July 22nd, 2011
WPP funds emotional response measuring tools for ads
Media Daily News
WPP is making another bet that it will be able to craft better marketing programs for its clients—if it can discover more insights surrounding the neurological and biometric reactions that consumers have to products and brand messaging.
The ad holding company, along with investment firm Myrian Capital, has committed close to $6 million to a start-up company that is developing techniques to measure the emotional responses of consumers to brands, products and experiences, such as advertising.
With the investments, both WPP and Myrian will assume seats on the board of Affectiva. The company said the money would be used to further develop two of its key assets, including its “Q Sensor,” a wearable biometric sensing device used to track excitement, engagement, stress and anxiety. The Q Sensor quantifies emotional excitement by measuring so-called electrodermal activity (EDA), motion and temperature.

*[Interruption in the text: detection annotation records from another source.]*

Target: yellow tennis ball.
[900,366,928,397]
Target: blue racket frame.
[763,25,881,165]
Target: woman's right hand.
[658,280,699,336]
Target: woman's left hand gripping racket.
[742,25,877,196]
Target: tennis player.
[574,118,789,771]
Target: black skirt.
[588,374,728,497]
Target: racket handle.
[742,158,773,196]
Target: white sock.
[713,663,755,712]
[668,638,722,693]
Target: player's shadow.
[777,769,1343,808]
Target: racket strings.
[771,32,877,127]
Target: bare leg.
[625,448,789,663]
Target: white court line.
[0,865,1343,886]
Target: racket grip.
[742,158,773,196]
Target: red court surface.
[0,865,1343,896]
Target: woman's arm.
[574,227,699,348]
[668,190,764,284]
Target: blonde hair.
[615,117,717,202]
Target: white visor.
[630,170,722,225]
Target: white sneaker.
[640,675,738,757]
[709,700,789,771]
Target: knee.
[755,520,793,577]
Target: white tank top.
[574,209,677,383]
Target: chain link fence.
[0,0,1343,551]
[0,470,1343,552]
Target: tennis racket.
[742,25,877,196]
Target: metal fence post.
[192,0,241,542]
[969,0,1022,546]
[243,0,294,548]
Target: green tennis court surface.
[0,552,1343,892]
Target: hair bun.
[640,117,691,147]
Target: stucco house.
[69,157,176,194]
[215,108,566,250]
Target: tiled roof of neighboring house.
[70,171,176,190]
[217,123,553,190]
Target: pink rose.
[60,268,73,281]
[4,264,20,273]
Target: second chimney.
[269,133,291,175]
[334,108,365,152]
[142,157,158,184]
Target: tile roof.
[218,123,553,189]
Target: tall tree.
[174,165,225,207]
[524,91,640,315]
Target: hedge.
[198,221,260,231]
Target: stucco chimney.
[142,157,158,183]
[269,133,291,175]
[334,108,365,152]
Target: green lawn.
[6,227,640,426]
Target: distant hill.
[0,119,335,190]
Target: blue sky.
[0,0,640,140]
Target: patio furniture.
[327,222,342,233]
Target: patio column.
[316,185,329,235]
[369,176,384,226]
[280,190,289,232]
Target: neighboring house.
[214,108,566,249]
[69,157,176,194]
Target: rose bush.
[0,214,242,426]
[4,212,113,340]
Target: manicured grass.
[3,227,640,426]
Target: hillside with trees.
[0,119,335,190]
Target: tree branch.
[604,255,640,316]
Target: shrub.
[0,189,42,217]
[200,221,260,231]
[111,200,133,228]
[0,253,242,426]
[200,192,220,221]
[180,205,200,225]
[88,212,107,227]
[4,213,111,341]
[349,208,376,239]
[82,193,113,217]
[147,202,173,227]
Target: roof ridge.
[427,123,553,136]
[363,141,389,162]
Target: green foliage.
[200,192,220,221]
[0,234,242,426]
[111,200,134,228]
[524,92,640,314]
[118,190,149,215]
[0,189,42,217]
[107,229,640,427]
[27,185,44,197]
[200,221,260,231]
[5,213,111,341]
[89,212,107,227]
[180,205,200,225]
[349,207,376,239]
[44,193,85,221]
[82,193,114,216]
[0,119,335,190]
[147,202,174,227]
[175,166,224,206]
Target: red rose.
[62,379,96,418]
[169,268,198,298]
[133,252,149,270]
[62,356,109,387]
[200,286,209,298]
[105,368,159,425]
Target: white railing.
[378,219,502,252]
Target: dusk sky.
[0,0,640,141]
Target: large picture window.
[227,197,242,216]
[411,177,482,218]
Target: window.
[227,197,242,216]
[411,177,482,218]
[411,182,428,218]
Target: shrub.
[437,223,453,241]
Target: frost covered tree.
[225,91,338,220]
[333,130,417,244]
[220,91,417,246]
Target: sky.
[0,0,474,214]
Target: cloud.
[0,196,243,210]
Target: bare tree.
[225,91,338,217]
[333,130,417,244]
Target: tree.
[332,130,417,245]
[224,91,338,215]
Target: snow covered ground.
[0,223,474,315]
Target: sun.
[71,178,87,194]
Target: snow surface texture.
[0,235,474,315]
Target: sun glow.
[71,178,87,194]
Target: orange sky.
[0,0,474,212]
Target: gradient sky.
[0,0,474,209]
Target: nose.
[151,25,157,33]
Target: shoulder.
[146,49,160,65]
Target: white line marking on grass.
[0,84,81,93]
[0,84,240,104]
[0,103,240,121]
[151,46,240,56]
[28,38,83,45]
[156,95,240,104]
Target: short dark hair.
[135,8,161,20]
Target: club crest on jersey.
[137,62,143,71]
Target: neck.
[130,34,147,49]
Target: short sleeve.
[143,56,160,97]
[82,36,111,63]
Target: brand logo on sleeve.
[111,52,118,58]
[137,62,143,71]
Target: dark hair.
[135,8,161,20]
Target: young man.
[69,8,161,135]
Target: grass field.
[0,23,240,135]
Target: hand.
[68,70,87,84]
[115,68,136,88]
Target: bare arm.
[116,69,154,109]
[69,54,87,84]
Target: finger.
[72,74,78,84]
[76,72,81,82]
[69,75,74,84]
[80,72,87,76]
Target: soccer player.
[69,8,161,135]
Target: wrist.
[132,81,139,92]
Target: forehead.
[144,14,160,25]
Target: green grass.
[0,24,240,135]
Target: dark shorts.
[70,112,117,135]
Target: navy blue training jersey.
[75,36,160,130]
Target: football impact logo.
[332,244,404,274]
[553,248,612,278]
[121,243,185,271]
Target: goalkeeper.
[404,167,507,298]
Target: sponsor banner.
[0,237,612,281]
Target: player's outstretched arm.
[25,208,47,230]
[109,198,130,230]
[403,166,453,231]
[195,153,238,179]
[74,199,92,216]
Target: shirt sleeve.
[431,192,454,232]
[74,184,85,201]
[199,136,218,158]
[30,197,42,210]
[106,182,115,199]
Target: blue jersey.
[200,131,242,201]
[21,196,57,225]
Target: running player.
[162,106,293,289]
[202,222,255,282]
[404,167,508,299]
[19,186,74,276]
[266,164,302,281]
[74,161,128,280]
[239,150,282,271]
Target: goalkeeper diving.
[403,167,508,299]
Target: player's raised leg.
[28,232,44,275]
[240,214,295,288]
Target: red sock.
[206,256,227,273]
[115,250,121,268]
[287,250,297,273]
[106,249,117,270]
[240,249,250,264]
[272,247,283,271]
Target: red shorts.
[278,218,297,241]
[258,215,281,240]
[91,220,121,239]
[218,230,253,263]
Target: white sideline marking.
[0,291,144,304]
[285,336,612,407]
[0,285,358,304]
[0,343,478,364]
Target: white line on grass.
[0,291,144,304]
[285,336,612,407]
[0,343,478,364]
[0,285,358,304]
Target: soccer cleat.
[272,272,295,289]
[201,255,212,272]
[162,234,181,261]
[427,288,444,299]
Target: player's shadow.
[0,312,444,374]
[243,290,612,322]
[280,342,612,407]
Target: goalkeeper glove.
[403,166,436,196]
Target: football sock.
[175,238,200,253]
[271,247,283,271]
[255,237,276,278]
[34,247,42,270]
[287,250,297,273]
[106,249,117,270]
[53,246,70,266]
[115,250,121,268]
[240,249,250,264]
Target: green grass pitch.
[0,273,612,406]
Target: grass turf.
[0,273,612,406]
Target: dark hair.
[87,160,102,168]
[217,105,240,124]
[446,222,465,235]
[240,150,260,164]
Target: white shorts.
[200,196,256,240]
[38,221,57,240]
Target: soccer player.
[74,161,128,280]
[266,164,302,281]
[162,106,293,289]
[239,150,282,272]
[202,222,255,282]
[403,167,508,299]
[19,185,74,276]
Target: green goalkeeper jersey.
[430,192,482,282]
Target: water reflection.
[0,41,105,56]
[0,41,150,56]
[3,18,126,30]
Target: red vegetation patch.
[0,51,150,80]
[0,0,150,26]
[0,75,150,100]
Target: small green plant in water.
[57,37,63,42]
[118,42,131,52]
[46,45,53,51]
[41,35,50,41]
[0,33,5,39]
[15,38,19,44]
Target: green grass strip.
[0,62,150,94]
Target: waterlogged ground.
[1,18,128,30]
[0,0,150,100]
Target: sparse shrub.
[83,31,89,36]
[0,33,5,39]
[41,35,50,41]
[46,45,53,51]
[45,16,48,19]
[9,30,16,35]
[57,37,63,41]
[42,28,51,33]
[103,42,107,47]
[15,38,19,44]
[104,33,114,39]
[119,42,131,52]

Money will also be used to advance a second research tool known as the Affdex system, which reads emotional states, such as liking and attention from facial expressions using a Webcam.
WPP said Kantar and Affectiva will form a strategic and commercial partnership that would utilize a combination of survey-based and technology-enabled observational data. “We plan to incorporate Affectiva technology into key areas of our offer, including communications research and innovation work,” stated Eric Salama, CEO of Kantar.
WPP and Kantar have been exploring tools to measure emotional reactions to ads and other marketing approaches for some time. After years of experimentation, Millward Brown, a unit of Kantar, formally launched a neuroscience practice last year to test the effectiveness of ads.
To launch the unit, Millward Brown partnered with EmSense, a neuroscience testing company. Previously, Millward had offered clients traditional techniques for testing ads, such as focus groups and surveys, before collaborating with EmSense.
It wasn’t clear to what extent—if any—the Kantar-Affectiva venture would work with the Millward Brown neuroscience unit to serve customers. WPP and Millward Brown did not respond to queries by press time.
“Marketers recognize that emotion drives brand loyalty and purchase decisions,” stated Dave Berman, CEO of Affectiva. He said the company’s proprietary systems address “an enormously challenging problem, understanding how people really feel in order to create products or experiences that are engaging and drive the right response.”
For years, marketers have debated how useful neuroscience and biometric research can be in helping them craft better ads—but the techniques have won more converts with recent improvements. Of late, a handful of firms including EmSense have introduced portable, less intrusive and more affordable devices to track and gauge brain wave activity and biologic data as subjects view ads.
The result of a collaborative research effort at the MIT Media Lab, Affectiva was founded in 2009 by MIT scientists Rosalind Picard, currently chief scientist at the firm, and Rana el Kaliouby, who is currently chief technology officer.